The entertainment industry has a sustained and growing fascination with discontents who (narrowly and often harrowingly) escape Orthodox Judaism so they can finally be “full people.” Some are wholesale fictional dramas, others are “based loosely” on memoirs, which themselves are works that use fictional techniques to tell “honest accounts” of real-world stories.
As Allison Joseph and others have rightly argued, every religious community has members who want out, due to some dysfunction in that community or in themselves. It’s odd, then, that a plotline that would work well for any religious community is applied almost exclusively to Orthodox Jews. Roughly 31 percent of the world is Christian and 25 percent is Muslim; Jews make up a mere 0.18 percent and Orthodox Jews are a very small minority of that already very small minority. So why are escapees from this tiny group getting such disproportionate attention?

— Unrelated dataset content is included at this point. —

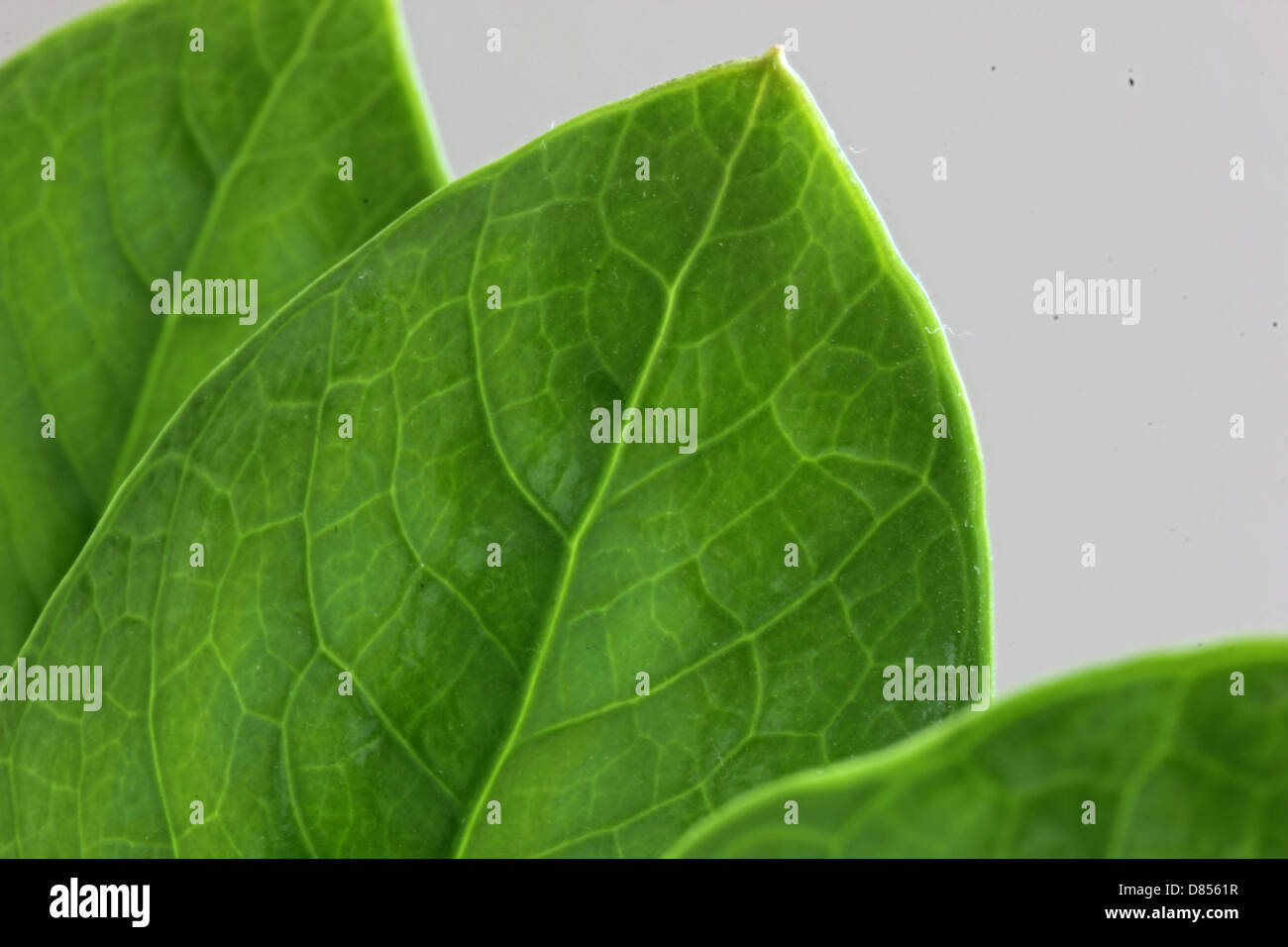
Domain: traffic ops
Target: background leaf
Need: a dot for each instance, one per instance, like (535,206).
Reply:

What’s the real plot here?
There are two. First, this genre is emerging at a time of growing secular discomfort about the modern, secular life. Fed up with rotten politics, evil algorithms, hypercompetitive kindergarten, and nonstop connectivity, a non-believer might wonder if some of the rich aspects of communal life — life in a truly “lived community” such as Orthodox Judaism — might be a an improvement. This genre of escaping from Orthodox Judaism may be serving as a secular-friendly answer to that anxiety: “We’ve got our problems, but don’t worry, the grass isn’t any greener over there.”
Second, this genre is a new, progressive form of a very, very old “ism”, Orientalism, presenting Jews once again as exotic, as “other,” as the stranger now among us.